Les jeunes Marocains des Pays-Bas redéfinissent leur lien culturel avec le Maroc
Les évolutions des liens des Marocains des Pays-Bas avec leur pays d’origine
Cette étude met en lumière les changements dans l’identité des Marocains vivant aux Pays-Bas et leur relation avec le Maroc, à travers les générations.
L’étude intitulée Migranten met Marokkaanse afkomst, land van herkomst en toekomst offre une analyse approfondie des liens entre les Marocains des Pays-Bas et leur pays d’origine. Publiée en février 2026, cette recherche qualitative, menée par Rasit Bal et Dick de Ruijter, repose sur une revue de la littérature et des entretiens avec douze membres de la communauté marocaine néerlandaise. Les résultats mettent en évidence une évolution significative dans la perception du Maroc au sein de cette population au fil des générations.
Une relation transformée au fil des générations
Selon les résultats de l’étude, la relation avec le Maroc a considérablement évolué, surtout pour les jeunes générations. Alors que les premiers migrants avaient un lien très concret avec leur pays d’origine, ce dernier est devenu moins tangible pour leurs enfants et petits-enfants. Pour ces derniers, la vie familière et sociale s’est de plus en plus ancrée aux Pays-Bas, réduisant l’interaction quotidienne avec le Maroc.
Cette transformation est particulièrement visible chez une partie de la troisième génération, pour laquelle la société néerlandaise est devenue le référentiel principal. Beaucoup de jeunes connaissent le Maroc à travers les vacances et les souvenirs transmises par leurs parents et grands-parents, mais le lien direct avec leur village ou leur région d’origine s’affaiblit, bien que le pays reste un symbole significatif de leur identité.
Le Maroc comme symbole d’appartenance
Malgré ce déclin du contact direct, le Maroc continue de jouer un rôle symbolique important, notamment lors des grands moments de la vie des Marocains des Pays-Bas. Que ce soit lors des mariages, des naissances, ou des célébrations religieuses, le pays d’origine est souvent présent par des gestes culturels tels que des recettes traditionnelles ou des vêtements.
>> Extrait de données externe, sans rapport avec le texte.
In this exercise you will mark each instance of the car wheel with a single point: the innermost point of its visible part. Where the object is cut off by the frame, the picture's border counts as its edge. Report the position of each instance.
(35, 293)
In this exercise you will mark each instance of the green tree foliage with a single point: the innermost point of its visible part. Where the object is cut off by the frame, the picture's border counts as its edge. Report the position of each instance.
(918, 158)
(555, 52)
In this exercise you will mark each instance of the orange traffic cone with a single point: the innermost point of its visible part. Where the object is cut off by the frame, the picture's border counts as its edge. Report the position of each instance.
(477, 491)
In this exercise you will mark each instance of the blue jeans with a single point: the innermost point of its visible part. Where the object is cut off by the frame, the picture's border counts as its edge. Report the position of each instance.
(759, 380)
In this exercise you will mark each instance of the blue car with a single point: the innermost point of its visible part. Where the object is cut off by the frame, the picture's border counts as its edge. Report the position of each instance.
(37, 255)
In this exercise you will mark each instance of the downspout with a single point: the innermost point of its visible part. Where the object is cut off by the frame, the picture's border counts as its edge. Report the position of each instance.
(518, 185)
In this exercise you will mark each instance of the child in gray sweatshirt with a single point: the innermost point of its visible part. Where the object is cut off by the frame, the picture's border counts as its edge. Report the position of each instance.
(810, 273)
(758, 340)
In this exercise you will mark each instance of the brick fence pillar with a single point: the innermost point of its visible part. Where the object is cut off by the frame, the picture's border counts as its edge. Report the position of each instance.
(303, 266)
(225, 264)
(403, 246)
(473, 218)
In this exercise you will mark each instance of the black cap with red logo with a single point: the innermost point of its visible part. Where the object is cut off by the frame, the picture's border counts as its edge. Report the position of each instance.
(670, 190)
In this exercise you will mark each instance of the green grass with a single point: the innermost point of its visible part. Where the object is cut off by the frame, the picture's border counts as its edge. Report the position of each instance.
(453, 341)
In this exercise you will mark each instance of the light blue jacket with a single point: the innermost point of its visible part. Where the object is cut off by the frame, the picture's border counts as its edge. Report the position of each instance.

L’étude observe que ces événements sont souvent l’occasion d’un mélange des références culturelles et religieuses, témoignant d’une identité plurielles. Cela permet de maintenir un lien, même si celui-ci est plus subtil et personnel que par le passé.
Les pratiques culturelles comme lien tangible
Le rapport souligne que des éléments concrets de la culture marocaine continuent d’exister dans la vie quotidienne des Marocains aux Pays-Bas. Cela inclut la cuisine, les traditions vestimentaires et la langue, qui sont autant de moyens de transmettre un héritage familial commun. Par exemple, la cuisine marocaine incarne un tissu culturel partagé, malgré les variations régionales.
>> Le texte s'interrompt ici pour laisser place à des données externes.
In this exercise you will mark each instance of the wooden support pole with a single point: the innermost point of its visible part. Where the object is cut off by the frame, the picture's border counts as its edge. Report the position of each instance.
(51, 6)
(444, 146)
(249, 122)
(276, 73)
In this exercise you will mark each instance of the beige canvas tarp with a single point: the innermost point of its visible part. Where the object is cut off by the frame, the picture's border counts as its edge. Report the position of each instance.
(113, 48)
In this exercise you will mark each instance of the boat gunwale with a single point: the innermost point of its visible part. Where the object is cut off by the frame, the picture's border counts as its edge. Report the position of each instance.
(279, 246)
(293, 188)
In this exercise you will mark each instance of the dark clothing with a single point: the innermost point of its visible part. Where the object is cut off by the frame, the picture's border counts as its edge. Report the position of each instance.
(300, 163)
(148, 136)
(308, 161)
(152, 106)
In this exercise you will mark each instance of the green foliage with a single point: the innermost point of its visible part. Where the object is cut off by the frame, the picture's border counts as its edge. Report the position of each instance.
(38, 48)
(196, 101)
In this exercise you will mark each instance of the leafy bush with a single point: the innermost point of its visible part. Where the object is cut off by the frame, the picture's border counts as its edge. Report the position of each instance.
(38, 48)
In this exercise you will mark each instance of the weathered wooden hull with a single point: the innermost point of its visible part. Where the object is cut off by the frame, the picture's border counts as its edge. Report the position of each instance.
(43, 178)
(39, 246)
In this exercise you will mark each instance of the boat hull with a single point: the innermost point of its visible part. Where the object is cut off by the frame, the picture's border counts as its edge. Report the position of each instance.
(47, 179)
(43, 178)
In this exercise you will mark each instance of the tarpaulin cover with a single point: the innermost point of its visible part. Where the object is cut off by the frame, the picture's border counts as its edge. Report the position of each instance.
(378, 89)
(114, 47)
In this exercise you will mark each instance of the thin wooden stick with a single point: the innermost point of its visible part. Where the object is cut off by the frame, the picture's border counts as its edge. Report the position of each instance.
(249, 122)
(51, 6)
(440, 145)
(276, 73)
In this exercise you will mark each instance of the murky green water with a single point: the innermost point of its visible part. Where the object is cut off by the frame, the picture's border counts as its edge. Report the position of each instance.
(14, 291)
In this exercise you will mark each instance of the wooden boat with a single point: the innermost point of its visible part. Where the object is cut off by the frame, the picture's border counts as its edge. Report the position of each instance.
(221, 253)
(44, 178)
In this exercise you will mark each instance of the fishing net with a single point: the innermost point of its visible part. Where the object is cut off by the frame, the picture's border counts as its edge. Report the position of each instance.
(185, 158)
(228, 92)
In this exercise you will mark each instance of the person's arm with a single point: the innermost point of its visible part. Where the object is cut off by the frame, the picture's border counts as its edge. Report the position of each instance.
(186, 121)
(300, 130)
Ainsi, chaque individu choisit quelles traditions il souhaite conserver et transmettre. Certains optent pour un lien fort avec leur famille restée au Maroc, tandis que d’autres préfèrent embrasser leur marocanité en vivant aux Pays-Bas, intégrant des pratiques culturelles, religieuses et festives locales.
Une nouvelle approche des vacances au Maroc
Les vacances au Maroc ont elles aussi pris une nouvelle dimension pour les jeunes générations. Ce ne sont plus uniquement des retours au village familial ou des séjours en famille élargie. Aujourd’hui, beaucoup découvrent le pays comme une destination touristique, explorant ses grandes villes et sa diversité, plutôt que d’y retourner par obligation familiale.
Ce changement souligne une évolution dans la perception du Maroc, qui, bien que conservant une place importante, est vu non seulement comme un lieu d’origine mais aussi comme une terre d’expériences variées.
Un héritage culturel en évolution
L’étude conclut que si le Maroc reste un repère pour les Marocains des Pays-Bas, il a évolué pour devenir un héritage culturel, une mémoire vivante et une partie de leur identité. Pour beaucoup, le Maroc n’est pas simplement un pays visité, mais une composante essentielle de leur être, enrichissant leur vie aux Pays-Bas tout en leur permettant de revendiquer leur héritage.